А откуда пришло это желание издавать книги в Нью-Йорке? Город вселяет уверенность?

Это борьба. Тебе может быть хорошо и комфортно, но внутри происходит борьба: ты должен что-то здесь сделать – наверное, чтобы как-то оправдать свое присутствие здесь. Не то чтобы стать достойным этого гордого города, но просто соответствовать ему. В цикле "Манхэттенские романсы" у меня есть строчка: "Гордый город был внутри / тела океана…" Этому гордому городу ты должен как бы уподобиться.

Но ведь ни Горький, ни Маяковский, ни другие путешественники, писавшие о Нью-Йорке в начале XX века, не стремились ему "уподобиться". Наоборот, они уподобляли Нью-Йорк своим изначально предвзятым представлениям о нем.
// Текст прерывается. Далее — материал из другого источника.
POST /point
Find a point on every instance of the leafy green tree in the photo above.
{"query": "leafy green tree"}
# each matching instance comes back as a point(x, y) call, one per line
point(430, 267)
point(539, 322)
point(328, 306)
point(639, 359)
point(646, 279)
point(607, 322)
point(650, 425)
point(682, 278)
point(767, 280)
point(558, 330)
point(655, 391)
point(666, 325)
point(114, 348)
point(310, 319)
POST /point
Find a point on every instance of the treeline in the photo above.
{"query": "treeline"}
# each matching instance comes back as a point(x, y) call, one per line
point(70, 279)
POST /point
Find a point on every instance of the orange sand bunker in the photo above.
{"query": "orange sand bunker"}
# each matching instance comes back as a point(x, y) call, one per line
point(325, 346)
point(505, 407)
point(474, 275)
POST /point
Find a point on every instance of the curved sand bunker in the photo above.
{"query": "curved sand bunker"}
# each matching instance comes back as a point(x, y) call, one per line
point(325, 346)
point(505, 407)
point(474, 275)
Хотя Маяковский, в отличие от Горького, все-таки немного "уподобляется" городу и становится его частью, глядя на Манхэттен с Бруклинского моста.
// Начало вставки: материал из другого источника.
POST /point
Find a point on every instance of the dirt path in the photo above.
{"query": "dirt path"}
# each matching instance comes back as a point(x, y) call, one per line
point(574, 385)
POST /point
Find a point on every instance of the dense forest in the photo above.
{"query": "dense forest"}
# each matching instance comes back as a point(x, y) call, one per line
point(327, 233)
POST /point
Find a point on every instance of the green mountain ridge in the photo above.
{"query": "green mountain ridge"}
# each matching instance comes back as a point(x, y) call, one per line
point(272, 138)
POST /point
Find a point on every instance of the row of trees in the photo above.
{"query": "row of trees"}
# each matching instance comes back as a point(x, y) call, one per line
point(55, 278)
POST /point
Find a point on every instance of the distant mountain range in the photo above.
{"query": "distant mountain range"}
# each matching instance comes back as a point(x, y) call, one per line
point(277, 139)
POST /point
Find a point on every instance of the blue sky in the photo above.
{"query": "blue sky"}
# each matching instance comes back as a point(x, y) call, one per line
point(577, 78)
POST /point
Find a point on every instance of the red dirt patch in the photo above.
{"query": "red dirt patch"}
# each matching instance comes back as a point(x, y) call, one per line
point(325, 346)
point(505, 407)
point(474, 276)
Дело в том, что они оба лгали.

Что особенно заметно у Маяковского.

Конечно. Начиная с Бруклинского моста. Просто у Маяковского, когда он написал, что Бруклинский мост над Гудзоном, а не над Ист-Ривер, эта ложь как бы вырвалась наружу. Яркий пример того, что ложь не выдерживает проверку языком.
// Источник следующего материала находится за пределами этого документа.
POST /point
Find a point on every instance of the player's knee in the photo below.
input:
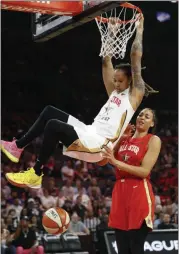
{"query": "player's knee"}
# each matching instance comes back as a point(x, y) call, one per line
point(54, 125)
point(47, 109)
Довлатов описывал Нью-Йорк, как гигантский корабль, набитый миллионами пассажиров. У тебя "Манхэттен – это лодка / весь в мачтах узкий бот". Как получилось, что твой Нью-Йорк такой "маленький", домашний, почти детский?

Часто пишут, что стихи Лены Сунцовой – это какие-то сплошные песенки-потешки:

От веселого Борея
Разлетелись, гомоня,
Все мотивы, и хореи
Вдруг покинули меня.

Но вот в "Энциклопедии уральской поэзии" Данила Давыдов говорит о набоковском "Смехе в темноте". Это я к тому, что, окажись я не в Нью-Йорке, а где-нибудь в Сан-Франциско, мои стихи, конечно, были бы другими, но ритм, песенность и лиризм никуда бы ни делись. Лет 15 назад, когда я еще жила в Питере, я оказалась в какой-то компании и стала жаловаться, что вот, мол, приехала в Петербург, обожаю этот город и поэтов, которые о нем пишут, но как-то мне в нем не по себе. И кто-то мне сказал: "Лена, чтобы почувствовать себя на месте, ты должна сама это место создать". Но что значит "создать"? Теперь я это поняла: ты должен себе это место присвоить. Это акт присвоения города себе. Поэтому мне здесь и хорошо. Я понимаю, что это дерзость, граничащая со слабостью, и, наверное, когда-нибудь мне все это аукнется.

Расскажи о своем издательстве. Как родилась сама идея? Сколько издательству лет? Какую первую книгу ты выпустила?

Я только теперь понимаю, во что я ввязалась, но бросить это дело уже никогда не смогу. Перед лицом своих товарищей торжественно заявляю… Я занялась книгоизданием через три года после приезда в Нью-Йорк. Видимо, какой-то маховик Нью-Йорка крутился во мне все это время, и вот – вспыхнуло.

Первая книга – "Гербарий" Екатерины Симоновой, поэта, о котором я говорила выше. Книга концептуальная: о первой волне русской эмиграции. Она вышла 27 июля 2011 года. Я помню тот день. Все началось с того, что весной того года Катя съездила во Францию, в Прованс. Она объехала все Лазурное побережье, побывала в Грасе и, вернувшись домой, написала книгу стихов. В книге страниц 120, то есть где-то 110 стихотворений. Это стихи о Франции, но главное, о трагедии женщины, которую Катя придумала в качестве персонажа. До 1917 года эта женщина жила в Петербурге, входила в круг людей, собиравшихся на Башне у Вячеслава Иванова, но сама стихов не писала. Потом произошла революция, и она уехала во Францию. Там стала жить, разговаривать с тем же Ивановым, Ходасевичем, Берберовой и другими (все они – тоже персонажи Симоновой). То есть это такой проект. Намешана куча смыслов, которые обыграны и в названиях. Скажем, вторая часть книги называется "Погашенная лампа". Это, конечно, аллюзия на "Зеленую лампу": здесь повествуется о жизни героини в эмиграции. Раздел о жизни до эмиграции называется "Вечера", и это – "Вечер" Ахматовой. О своих персонажах Катя прочла все, что только можно было прочесть. Она их обожает. Она филолог по образованию. И поэт. И вот на основе своих знаний она придумала такую удивительную шкатулку. А импульсом послужил Прованс.